[nvidia-glx] [amd64] Frequent lock ups with white screen with black lines when using nvidia binary driver with CPU speed scaling/Cool 'n Quiet

Bug #109643 reported by Connell
48
Affects Status Importance Assigned to Milestone
linux-restricted-modules-2.6.20 (Ubuntu)
Won't Fix
Undecided
Unassigned

Bug Description

Frequently while using Ubuntu 7.04 in Gnome with the NVidia Restricted Driver enabled I get complete system lockups requiring a hard-reboot. When this happens the screen becomes mostly white with a random scrambled pattern of mostly-black lines. This happens even more frequently if Beryl or Compiz are enabled, but I have had it happen many times even when neither of these are running. There does not appear to be any specific action that is causing this behavior. It happened once while surfing in Firefox, once while setting up new accounts in gAIM, once while installing packages with Automatix, etc. I have yet to have this problem when I do not have the Nvidia restricted driver enabled, however I have not spent a lot of time in the system without this driver, as the usability of the system without graphic drivers is very limited in my opinion.

This happens for me several times per week. The hardware seems pretty stable when running other Operating systems (my testing in other OSes with this equipment was pretty limited). The system is running very cool, so no signs of overheating. There was some mention in the forums of possible problems with Processor Stepping ("cool 'n' quiet mode"), I haven't made a lot of changes to BIOS settings yet, so I cant confirm/deny that this is related, but I have a suspicion that this is more related to how the Kernel is interacting with the video drivers.

Hardware Profile:
Biostar Geforce 6100-m9 Motherboard (On-board Geforce 6100 video)
AMD Athlon 64 3400+ Venice
1GB PC3200 Memory

(I have tried both the AMD64 and X86 versions of Ubuntu, and experience the same problem in both environments)

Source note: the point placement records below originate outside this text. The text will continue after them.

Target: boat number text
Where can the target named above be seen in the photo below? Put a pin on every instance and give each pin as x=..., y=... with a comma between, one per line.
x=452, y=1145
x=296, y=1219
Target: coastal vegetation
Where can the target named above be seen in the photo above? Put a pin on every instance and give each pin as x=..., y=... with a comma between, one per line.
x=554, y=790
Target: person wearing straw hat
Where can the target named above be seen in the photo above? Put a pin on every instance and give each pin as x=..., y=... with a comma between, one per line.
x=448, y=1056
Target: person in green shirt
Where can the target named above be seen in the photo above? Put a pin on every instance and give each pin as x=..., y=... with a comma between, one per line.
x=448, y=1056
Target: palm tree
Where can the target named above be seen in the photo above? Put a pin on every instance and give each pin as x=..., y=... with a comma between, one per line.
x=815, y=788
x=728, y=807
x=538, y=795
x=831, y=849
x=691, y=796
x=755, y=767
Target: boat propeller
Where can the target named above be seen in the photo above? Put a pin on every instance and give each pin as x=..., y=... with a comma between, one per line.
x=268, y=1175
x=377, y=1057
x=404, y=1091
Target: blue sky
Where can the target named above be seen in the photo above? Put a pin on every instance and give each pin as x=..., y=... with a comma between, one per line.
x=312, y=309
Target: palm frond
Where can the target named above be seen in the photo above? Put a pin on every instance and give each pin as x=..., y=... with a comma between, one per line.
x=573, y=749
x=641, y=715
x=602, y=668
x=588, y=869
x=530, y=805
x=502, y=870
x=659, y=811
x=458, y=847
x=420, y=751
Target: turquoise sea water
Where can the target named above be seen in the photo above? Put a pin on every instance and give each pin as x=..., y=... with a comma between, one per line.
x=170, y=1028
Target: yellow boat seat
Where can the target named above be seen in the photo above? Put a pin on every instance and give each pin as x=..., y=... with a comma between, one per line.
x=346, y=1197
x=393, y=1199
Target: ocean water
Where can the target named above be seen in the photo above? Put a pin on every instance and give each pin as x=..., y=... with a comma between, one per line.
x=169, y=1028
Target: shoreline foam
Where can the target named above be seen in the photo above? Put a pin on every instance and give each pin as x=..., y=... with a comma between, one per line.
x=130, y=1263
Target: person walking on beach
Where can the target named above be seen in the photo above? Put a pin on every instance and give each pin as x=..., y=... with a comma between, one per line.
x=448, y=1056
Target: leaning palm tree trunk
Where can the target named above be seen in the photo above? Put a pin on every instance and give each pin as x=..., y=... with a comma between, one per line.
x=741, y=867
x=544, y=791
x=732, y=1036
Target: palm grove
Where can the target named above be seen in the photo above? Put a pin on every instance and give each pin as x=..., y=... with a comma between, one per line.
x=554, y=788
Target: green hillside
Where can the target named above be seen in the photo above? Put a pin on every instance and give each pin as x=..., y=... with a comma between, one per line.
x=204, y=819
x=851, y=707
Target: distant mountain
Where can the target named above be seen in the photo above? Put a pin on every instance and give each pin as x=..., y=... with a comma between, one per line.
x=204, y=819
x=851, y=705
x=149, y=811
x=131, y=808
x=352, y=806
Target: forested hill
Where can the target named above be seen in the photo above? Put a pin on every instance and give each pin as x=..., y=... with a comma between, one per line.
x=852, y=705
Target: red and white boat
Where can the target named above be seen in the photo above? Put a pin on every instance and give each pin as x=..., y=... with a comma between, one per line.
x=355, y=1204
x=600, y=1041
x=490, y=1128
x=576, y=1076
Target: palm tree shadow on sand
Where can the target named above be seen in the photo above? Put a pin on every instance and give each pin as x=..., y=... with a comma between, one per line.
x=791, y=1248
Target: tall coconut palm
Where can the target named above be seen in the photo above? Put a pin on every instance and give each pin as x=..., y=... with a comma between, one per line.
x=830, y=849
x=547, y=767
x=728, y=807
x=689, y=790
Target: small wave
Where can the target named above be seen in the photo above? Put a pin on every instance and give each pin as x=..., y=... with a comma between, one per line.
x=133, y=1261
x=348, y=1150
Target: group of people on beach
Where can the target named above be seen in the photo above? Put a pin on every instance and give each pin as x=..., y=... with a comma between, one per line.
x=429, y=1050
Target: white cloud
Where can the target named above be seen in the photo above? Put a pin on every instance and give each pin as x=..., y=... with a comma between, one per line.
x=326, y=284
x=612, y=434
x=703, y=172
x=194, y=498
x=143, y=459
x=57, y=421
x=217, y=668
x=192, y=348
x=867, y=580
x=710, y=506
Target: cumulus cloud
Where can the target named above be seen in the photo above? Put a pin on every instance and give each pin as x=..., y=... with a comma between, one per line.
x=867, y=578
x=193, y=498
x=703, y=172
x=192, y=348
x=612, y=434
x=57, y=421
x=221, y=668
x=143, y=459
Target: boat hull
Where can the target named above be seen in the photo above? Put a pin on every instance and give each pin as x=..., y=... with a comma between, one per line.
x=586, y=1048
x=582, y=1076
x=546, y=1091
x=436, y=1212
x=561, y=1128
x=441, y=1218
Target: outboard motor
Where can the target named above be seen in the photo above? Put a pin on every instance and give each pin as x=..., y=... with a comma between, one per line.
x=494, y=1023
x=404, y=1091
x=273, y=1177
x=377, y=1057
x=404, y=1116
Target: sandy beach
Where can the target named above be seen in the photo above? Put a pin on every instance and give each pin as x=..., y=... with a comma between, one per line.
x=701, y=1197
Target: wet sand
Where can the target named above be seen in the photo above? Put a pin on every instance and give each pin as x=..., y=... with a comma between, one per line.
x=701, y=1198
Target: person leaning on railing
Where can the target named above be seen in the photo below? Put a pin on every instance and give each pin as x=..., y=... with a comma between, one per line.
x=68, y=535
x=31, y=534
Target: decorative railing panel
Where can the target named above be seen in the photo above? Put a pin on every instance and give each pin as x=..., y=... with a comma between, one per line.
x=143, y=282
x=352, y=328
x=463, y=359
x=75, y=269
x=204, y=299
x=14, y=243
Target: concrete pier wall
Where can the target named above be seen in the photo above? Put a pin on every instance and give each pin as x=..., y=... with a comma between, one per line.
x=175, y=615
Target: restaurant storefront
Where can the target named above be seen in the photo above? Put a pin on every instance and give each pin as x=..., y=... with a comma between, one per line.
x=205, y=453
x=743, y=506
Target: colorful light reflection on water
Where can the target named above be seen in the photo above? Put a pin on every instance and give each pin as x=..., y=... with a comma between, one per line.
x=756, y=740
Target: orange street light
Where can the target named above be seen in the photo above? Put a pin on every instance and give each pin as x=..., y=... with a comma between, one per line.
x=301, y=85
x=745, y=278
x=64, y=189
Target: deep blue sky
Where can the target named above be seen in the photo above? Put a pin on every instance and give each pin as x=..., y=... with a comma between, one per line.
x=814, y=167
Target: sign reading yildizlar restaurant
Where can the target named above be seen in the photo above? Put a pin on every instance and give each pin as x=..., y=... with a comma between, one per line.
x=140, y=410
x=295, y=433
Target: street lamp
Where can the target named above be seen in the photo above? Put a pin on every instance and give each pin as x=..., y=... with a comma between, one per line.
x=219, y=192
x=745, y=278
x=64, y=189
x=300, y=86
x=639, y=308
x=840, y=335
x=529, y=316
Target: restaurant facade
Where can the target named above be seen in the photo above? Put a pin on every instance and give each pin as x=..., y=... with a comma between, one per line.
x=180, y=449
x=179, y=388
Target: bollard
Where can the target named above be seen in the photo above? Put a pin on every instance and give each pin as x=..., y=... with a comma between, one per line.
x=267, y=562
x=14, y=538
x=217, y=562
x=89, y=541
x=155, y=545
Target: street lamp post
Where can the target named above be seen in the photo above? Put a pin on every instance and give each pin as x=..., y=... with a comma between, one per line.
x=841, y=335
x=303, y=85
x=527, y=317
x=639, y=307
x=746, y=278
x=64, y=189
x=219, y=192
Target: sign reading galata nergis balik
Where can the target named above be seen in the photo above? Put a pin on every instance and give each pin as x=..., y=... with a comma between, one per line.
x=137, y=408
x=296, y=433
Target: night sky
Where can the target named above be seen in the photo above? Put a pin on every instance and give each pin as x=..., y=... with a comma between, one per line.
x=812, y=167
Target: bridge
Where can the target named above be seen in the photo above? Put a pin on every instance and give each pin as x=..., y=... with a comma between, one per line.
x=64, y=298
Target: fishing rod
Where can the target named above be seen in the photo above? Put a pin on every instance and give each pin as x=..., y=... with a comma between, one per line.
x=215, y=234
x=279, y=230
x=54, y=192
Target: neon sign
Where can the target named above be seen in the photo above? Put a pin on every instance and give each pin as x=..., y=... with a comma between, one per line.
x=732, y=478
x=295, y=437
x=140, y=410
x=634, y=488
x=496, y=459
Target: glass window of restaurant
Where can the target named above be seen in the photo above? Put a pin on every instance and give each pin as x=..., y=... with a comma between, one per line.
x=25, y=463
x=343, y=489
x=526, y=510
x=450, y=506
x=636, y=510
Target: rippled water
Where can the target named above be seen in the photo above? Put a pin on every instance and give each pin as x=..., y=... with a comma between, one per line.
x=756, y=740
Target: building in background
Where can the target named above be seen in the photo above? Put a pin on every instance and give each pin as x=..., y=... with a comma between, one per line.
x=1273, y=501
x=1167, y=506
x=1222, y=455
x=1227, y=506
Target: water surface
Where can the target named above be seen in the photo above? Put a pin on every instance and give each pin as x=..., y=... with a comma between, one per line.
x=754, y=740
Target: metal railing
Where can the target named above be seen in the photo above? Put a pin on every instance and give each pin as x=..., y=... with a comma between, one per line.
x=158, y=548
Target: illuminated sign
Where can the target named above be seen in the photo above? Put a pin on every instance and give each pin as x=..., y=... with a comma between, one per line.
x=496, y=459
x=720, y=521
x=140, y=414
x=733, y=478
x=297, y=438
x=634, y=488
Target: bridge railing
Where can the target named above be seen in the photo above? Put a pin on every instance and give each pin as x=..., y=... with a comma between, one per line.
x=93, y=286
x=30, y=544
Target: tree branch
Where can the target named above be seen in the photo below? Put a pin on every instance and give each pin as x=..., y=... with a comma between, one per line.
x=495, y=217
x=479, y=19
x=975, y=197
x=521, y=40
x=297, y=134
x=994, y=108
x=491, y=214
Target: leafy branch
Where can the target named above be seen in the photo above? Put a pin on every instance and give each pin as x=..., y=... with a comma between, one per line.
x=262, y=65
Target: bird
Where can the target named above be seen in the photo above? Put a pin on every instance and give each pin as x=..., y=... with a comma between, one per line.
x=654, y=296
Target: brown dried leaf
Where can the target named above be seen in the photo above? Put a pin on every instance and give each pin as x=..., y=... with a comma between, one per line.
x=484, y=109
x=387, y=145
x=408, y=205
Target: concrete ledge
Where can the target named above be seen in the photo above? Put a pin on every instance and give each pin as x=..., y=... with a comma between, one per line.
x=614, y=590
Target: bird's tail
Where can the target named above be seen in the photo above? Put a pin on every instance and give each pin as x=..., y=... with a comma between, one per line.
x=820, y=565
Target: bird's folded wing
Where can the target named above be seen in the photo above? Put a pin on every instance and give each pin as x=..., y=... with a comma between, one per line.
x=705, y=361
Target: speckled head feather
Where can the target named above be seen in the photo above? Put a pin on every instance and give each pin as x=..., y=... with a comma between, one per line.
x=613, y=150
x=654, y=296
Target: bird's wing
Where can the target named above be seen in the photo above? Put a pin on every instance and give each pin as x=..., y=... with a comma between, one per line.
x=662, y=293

Several complaints that seem to be related have been discussed in the forums here:
http://ubuntuforums.org/showthread.php?t=405993 and
http://ubuntuforums.org/showthread.php?t=402580

[Additional info]
bug 94739 reports similar info, particularly noticeable with Blender. Switching drivers and distro seemed to affect frequency but did not eliminate it. Disabling /etc/init.d/powernowd resolved the issue for the user.

Revision history for this message
Chris Burgan (cburgan) wrote :

Thanks for your bug report. This bug was filed without a package, so I am moving it to the restricted modules for Feisty.

Revision history for this message
Sitsofe Wheeler (sitsofe) wrote :

Connell:
Could you attach the output of:
dpkg -l nvidia-\* | grep ii

Is there any mention of NVRM: Xid in /var/log/messages ? Additionally if the machine is network and is running sshd can you still ssh into the machine when it "locks up"?

Setting to needsinfo pending reply from Connell.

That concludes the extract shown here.